When equipped with 5G and Wi-Fi 6, real-time traffic monitoring systems can use artificial intelligence algorithms to perform advanced video analytics and, in response to current conditions, control signage, lights, and lane openings to optimize throughput and minimize delays.
Beyond the highway, the real-time responsiveness and ability to connect many more devices will let 5G and Wi-Fi enhance pedestrian areas and bike paths, too. Lamp posts can turn on and off as needed, when people are present, while sensors can send real-time alerts to warn everyone of oncoming traffic or a pedestrian crossing a street. Geofencing, which is used to monitor activity within a pre-set geographical boundary, can deliver personalized messages to people as they pass by, announcing upcoming events or nearby discounts at retailers and food outlets.
Within the city infrastructure, 5G and Wi-Fi 6 will enhance essential services, such as the utility grid and waste management. Water and energy use can be managed more precisely, according to real-time events like a sudden change in the weather or a public gathering.

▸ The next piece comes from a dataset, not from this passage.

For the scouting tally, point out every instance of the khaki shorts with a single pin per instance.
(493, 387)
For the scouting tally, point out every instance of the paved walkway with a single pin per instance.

The IoT becomes more prevalent – and more impactful – with widespread coverage of 5G and WiFi 6. Solar-powered waste containers can sense capacity levels and notify maintenance crews in real time when a pickup is needed, thereby increasing responsiveness and efficiency while reducing the number of collection trucks needed to operate the system.
The city itself can be cleaner, quieter, and more automated. Air filters, mounted on streetlights, can automatically turn on when pollution levels reach a certain point, and places that are often noisy – playgrounds, open-air cafes, nightclubs – can be equipped with noise-canceling or noise-dampening technology that automatically turn on when sound readings get above a certain level.
With 5G and Wi-Fi 6 fully in place, nearly every point of a city’s physical infrastructure can be connected to a high-speed wireless network. Increased network capacity means more IoT devices will be able to monitor conditions and provide real-time information for data analytics, and enhanced broadband will improve safety and provide better experiences.
5G and Wi-Fi 6 are fully complementary technologies that will play a role in the ongoing evolution of smart cities, especially when it comes to supporting wireless interactions at the edge of the network.
Next-generation wireless, in all its forms, will create an infrastructure that fosters new ideas, creates opportunities, and enhances the quality of life – in ways we’re already talking about and in ways we haven’t even thought of yet.